In a strategic move to enhance its B2B marketing approach, Google is reorganising its sales teams to emphasise an AI-driven advertising product. This comes as an effort to cater to a wider array of advertisers, from smaller businesses to larger corporations.
Insider sources have revealed that Google is realigning its sales staff who previously catered to larger corporations. The repositioning involves moving these staff to teams focusing on smaller advertisers. These smaller advertisers traditionally interact with the Google Customer Solutions (GCS) team and have a spending range of $250,000 to $2 million per quarter. In contrast, larger corporations usually allocate between $4 million to $5 million quarterly, liaising with Google’s Large Customer Sales (LCS) team.
This restructuring stems from the observation that larger advertisers no longer require the extensive resources from Google that were previously indispensable. Many of these advertisers now possess internal teams specialising in Google products or collaborate with agency experts for tailored services.
Emphasis on Automation and AI
One of Google’s current strategic drives is centred around the automation of its customer services, leveraging technologies like artificial intelligence. This pivot comes in the wake of a significant workforce reduction earlier in the year, wherein Google laid off 12,000 employees. Although no official announcement regarding sales team restructuring has been made, the recent moves resonate with this overarching trend.
The changes in Google’s internal structure coincide with a slowdown in its advertising revenue growth. Some industry experts believe this realignment is an endeavour to cater more efficiently to rapidly evolving market segments. Despite the deceleration in growth compared to two years ago, certain sectors within Google are still experiencing positive traction.
The Rise of Performance Max
A notable product gaining momentum is Performance Max. This tool allows advertisers to harness Google’s AI to determine the best allocation of their funds across various Google platforms, including search, YouTube, and the Google display ad network. Since its launch in 2020, Performance Max has been a focal point for Google.
According to insider information, Performance Max is a strategy to garner incremental revenue. There has been a considerable internal push to promote it, especially among small to mid-sized advertisers. Google’s data indicates that advertisers typically attain superior outcomes using the Performance Max product.
While Google’s sales personnel have been actively promoting Performance Max to mid-tier advertisers, the reception has been mixed. Several agency executives have reported a noticeable push for this product. Nevertheless, there’s a degree of scepticism regarding Google’s sales tactics surrounding Performance Max. Some argue that while automation promises to address challenges, it falls short in providing agencies with a comprehensive understanding of how to integrate Performance Max into their systems.
Additionally, certain ad agency staff express reservations about the tool, citing a lack of control over ad placements as a significant concern.
Exploring New Avenues
Beyond Performance Max, Google has introduced Demand Gen, another AI-driven product targeting social ad budgets. This recent offering, launched three months prior, identifies an advertiser’s top-performing video and image ads, showcasing them on platforms like YouTube, YouTube Shorts, Google Discover, and Gmail.

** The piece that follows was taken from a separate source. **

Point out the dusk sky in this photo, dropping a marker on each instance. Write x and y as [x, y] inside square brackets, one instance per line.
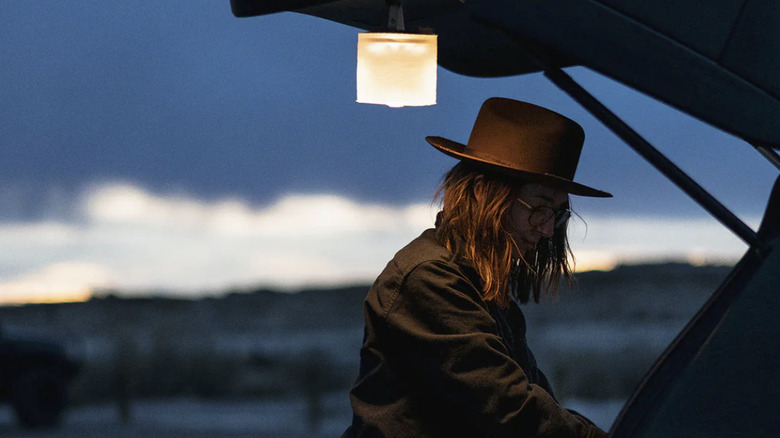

Despite a period of reduced ad spending in 2022 and 2023, advertisers remain discerning about their expenditures. Google’s recent initiatives reflect its determination to stand out amidst other digital advertising giants.
In conclusion, as digital advertising landscapes evolve, Google’s strategic shifts underline its commitment to stay ahead and offer value to both large and small advertisers in the B2B marketing space.